Injection molder Northern Plastics Inc. of Mauston, Wis., makes the product on a 500-ton press using a two-cavity mold. Selling for $46 with nuts and bolts, Softrucks eliminate the rolling action of wheels but maintain the feel of a standard skateboard.
Formed in 1995, Garage Manufacturing researches concepts and develops products, mostly for the toy industry.
Ridout exhibit sports performance board
Preproduction units of a black Flexdex carbon-fiber-reinforced performance skateboard were shown at the show.
``We are still working with Strongwell [of Bristol, Va.] on this particular laminate,'' said Elliott Rabin, president of parent Ridout Plastics Co. Inc. of San Diego, a material distributor and custom manufacturer.
The new model has a thin, deep-black, 1-ounce veil on the top and bottom. Flexdex uses a Motionmaster machine to engrave graphics on the skateboard's bottom. ``That is something you can't do with wood skateboards because they will snap,'' he said.
The black version retains the riding properties and virtually unbreakable strength of pultruded polymer-matrix-composite skateboards, the company claims.
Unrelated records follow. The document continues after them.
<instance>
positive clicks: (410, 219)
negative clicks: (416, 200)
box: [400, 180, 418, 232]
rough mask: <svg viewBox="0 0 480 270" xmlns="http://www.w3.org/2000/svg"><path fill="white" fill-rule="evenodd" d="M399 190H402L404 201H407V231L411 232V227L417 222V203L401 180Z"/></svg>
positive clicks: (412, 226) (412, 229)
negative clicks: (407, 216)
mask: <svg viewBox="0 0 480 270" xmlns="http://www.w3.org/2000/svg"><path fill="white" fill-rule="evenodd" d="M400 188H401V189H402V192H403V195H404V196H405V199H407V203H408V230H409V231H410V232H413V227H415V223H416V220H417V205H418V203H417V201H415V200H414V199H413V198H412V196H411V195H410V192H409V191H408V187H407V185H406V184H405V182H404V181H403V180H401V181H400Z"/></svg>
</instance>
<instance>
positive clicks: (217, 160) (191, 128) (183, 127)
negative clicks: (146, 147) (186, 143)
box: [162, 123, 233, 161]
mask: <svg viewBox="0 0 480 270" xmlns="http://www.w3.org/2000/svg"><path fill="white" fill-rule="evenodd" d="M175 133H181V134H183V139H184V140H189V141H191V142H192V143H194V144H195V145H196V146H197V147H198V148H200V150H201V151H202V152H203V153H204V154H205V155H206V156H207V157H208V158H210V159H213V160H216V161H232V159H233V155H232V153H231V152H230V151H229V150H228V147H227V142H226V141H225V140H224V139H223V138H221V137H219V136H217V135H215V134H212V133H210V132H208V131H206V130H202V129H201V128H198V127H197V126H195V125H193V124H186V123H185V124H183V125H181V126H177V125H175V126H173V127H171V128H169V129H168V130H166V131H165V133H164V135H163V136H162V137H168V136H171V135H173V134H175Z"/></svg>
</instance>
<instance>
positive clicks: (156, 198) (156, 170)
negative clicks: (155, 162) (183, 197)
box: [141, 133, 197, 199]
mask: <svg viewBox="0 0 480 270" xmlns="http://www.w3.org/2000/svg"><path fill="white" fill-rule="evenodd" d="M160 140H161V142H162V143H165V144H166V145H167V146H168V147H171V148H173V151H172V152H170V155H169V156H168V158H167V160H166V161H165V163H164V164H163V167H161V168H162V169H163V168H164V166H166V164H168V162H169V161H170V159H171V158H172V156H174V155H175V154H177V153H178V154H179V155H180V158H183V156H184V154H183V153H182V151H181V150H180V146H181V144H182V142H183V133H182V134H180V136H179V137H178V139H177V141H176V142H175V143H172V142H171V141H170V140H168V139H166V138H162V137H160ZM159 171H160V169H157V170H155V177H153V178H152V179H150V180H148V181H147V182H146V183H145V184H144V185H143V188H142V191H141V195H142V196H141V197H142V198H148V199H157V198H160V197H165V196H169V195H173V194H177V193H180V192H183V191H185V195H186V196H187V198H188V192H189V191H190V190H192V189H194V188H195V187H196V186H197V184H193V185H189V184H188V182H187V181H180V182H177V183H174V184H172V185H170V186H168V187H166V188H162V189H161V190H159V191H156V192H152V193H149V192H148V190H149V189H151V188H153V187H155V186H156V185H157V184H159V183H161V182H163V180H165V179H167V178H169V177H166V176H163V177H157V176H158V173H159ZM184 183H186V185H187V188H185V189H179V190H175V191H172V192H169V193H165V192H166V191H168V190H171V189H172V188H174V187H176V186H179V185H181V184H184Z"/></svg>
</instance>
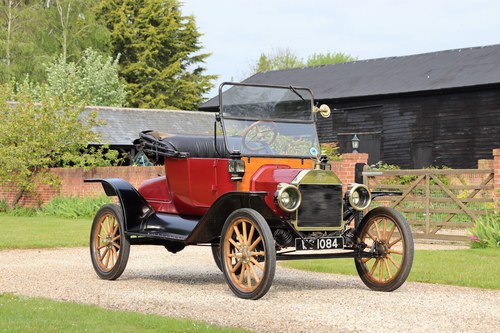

AerOmagic latest toy from Star Sports LLC
Star Sports LLC of Escondido, Calif., introduced the $25 AerOmagic family-style toy, including a launcher and two ring air foils.
Materials include high density polyethylene for the 32-inch-long launcher, expanded PE for the 71/2-inch-diameter ring and latex tubing for the band. Subcontractors in California and Illinois made the components, and Star Sports handles the assembly.
Players can send a ring 150 feet and beyond and, together, use an AerOmagic similar to a Frisbee, John Hunter, the inventor and Star Sports president, said by telephone.
Surfboard company uses polyester skin
An innovative San Diego company applies durable polyurethane instead of traditional polyester for stronger glassing of surfboard skins, more dent resistance and improved flex patterns.
AST-Alive Surfing Technology Inc. subcontracts for chemically bonding the PU onto several styles of standard rigid PU foam blanks from Clark Foam of Laguna Niguel, Calif. The engineered resin system keeps molecules tightly packed, has minor cross-linking between chains and allows sliding among the different chains.
``We have spent half a million dollars going through types of PU systems to get a bearing on what works and what doesn't work,'' said President Mark Tolan.
While his resin bonds to fiberglass-reinforced PU, polyester constitutes the weakest link in a surfboard, Tolan said. The long-chain molecules form a second cloth reinforcement.
AST is starting in the surfboard industry, but Tolan believes the laminated technology has application in building boats, wakeboards and snowboards.